Demagogia directa
No hay amenaza mayor que la de una idea alejada de la realidad, y, este desfase, para la democracia tiene siempre consecuencias nefastas. Ya lo advertían Lowenstein y Friedrich, en el periodo de reconstrucción democrática iniciado tras la segunda guerra mundial: “no es en la solidez teórica y en la validez moral de sus argumentos, sino en la práctica efectiva de sus realizaciones y manifestaciones históricas concretas, donde la democracia se pone a prueba consigo misma”.
Cuando se reduce la democracia al procedimiento de toma de decisiones a través del voto, la política se queda sin escenarios reales. Los muros formados por los valores y principios democráticos, los que protegen a la democracia, se disuelven en un sistema de ficciones y alegorías.

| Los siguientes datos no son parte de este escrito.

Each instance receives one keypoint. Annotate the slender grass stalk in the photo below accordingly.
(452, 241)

La sociedad cifra en el relativismo sus esperanzas de supervivencia y la democracia empieza su propio camino de autodestrucción. El deseo de reconocimiento vuelve a tomar el timón de la historia y la democracia se vuelve narcisista, democracia de selfie, donde los sondeos comparten inestabilidad con los afectos, y la propia imagen se convierte en motor y medida última de todo comportamiento. La política pasa de gestionar la realidad a simplificarla, sin entender que problemas complejos requieren soluciones complejas, aunque no quepan en un tuit.

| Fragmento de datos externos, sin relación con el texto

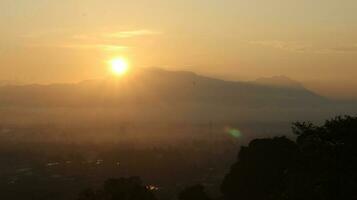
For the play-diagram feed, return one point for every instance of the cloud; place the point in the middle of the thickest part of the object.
(105, 47)
(109, 41)
(345, 49)
(307, 48)
(284, 45)
(130, 34)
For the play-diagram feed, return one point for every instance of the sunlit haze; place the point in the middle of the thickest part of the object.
(313, 42)
(119, 66)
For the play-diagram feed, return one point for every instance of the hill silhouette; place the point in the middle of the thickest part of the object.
(177, 91)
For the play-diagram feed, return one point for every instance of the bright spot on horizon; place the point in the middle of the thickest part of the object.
(119, 66)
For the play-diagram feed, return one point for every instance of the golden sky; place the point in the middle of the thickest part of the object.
(313, 41)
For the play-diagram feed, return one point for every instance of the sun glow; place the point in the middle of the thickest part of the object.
(119, 66)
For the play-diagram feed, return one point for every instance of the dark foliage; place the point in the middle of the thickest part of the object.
(321, 165)
(196, 192)
(119, 189)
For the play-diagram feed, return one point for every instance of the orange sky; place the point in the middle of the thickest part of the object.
(314, 42)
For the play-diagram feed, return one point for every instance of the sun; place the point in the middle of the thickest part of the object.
(119, 66)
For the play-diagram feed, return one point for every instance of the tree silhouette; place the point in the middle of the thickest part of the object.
(260, 170)
(119, 189)
(196, 192)
(321, 165)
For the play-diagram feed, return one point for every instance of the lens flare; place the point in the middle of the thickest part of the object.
(233, 132)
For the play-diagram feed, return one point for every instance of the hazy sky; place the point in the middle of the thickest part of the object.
(313, 41)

Se empieza enfrentando a los de “arriba” con los de “abajo”. Cuando este discurso se agota, se pasa a distinguir entre populistas de izquierdas y populistas de derechas… y, al final, hace falta muy poco para terminar por echarle la culpa a la democracia. Hace no tantos años, Juan Linz señalaba cómo la democracia se había convertido en la única alternativa, pero al monopolio de la democracia liberal le ha pasado lo que al resto de las profecias del fin de la historia de Fukuyama, y el totalitarismo populista vuelve a llamar a la puerta, no basta con mirar hacia otro lado.